While this is a hard question to answer, the burden of which I often put myself through daily, it is important to remember or ask yourself: “Who made this movie? And why? And are they speaking truth to power or merely flattering their audience and exploiting crisis instead of trying to heal and salvage?” The more you ask yourself these questions, the more you will be suspect of popular movies that are “socially conscious” or films that Sundance deems “important.”
This workshop/lecture series I offer delves into defining mainly American-made radical films in the same vein as American Protest Literature, specifically Black American Protest Literature/drama as created by mid-twentieth century writers such as Richard Wright, James Baldwin, Lorraine Hansberry, LeRoi Jones/Amiri Baraka, and equating a “Protest Cinema” with the 20th century Protest Music movement – specifically politically pointed folk music and later jazz developed music that conspicuously took a political stand or addressed social issues by its very approach to the music and to how it was presented.
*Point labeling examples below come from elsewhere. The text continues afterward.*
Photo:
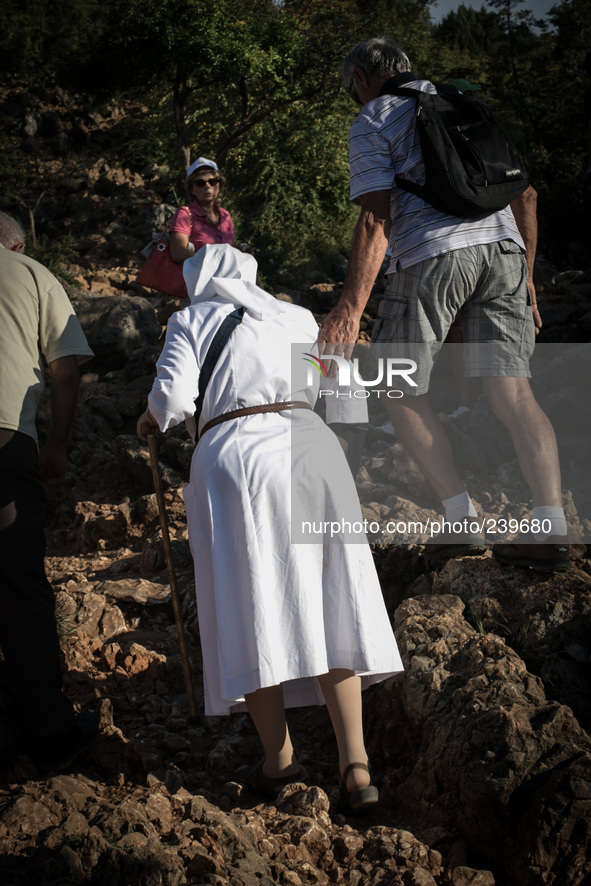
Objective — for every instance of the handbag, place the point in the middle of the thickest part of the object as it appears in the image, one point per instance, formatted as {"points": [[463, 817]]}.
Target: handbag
{"points": [[160, 271]]}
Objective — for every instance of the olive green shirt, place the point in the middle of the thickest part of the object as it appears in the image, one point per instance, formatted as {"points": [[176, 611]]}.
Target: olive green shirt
{"points": [[37, 326]]}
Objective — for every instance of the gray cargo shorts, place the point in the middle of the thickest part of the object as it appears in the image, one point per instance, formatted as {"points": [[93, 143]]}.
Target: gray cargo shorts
{"points": [[485, 285]]}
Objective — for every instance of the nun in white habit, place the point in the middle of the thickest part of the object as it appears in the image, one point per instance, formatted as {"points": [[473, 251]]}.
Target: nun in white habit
{"points": [[282, 624]]}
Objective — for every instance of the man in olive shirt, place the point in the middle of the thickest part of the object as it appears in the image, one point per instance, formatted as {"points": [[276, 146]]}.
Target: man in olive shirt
{"points": [[38, 329]]}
These Protest Cinema discussions lean heavily on Black consciousness and radical politics, etc. but it is NOT specifically a Black genre. Michael Roemer and Robert Kramer are excellent examples of White American filmmakers whose films, however different in style, are or were in some way linked to radical liberation politics. (A side note: Malcolm X once stated that Roemer’s Nothing But a Man was his favorite film. The seminar begins with this statement.)
Artists & Activists Crossing The Bridge
“When the artist and the activist come together it is like a Lennon & McCartney way of feeling; like a Miles & Coltrane way of being & akin to a world where Van Gogh and Romare Bearden are seeing…or in between the chinks where someone like Frantz Fanon and Frida Kahlo are blinking.”
The “protest artist” is like the ice upon a body of water; it’s the frozen lake – enabling the Activists (realizers of the vision) to carry themselves OVER the water to the other side, the artist is the bridge the crossing is the activist, the arrival is the fight (revolution).You can’t have one without the other. The artist receives the prophecy, the activist must decide what to do with the prophecy. The artist is the seer the activist is the doer (the actor…is somewhere in between)
“Revolutions are not fought in, of, or by poems,” as Umar from the Last Poets concedes in As an Act of Protest. But it certainly helps to have those poems go up into the sky like fireworks, hoping that their residue settles onto a willing recipient before the final axe falls or before the final step of the American gestalt is taken. You can’t clap with one hand. But you can still wield a sword. Or a pen.
* Text of presentation prepared for special program, succeeding a screening of As an Act of Protest at Raleigh Underground in North Carolina, July 15, 2017.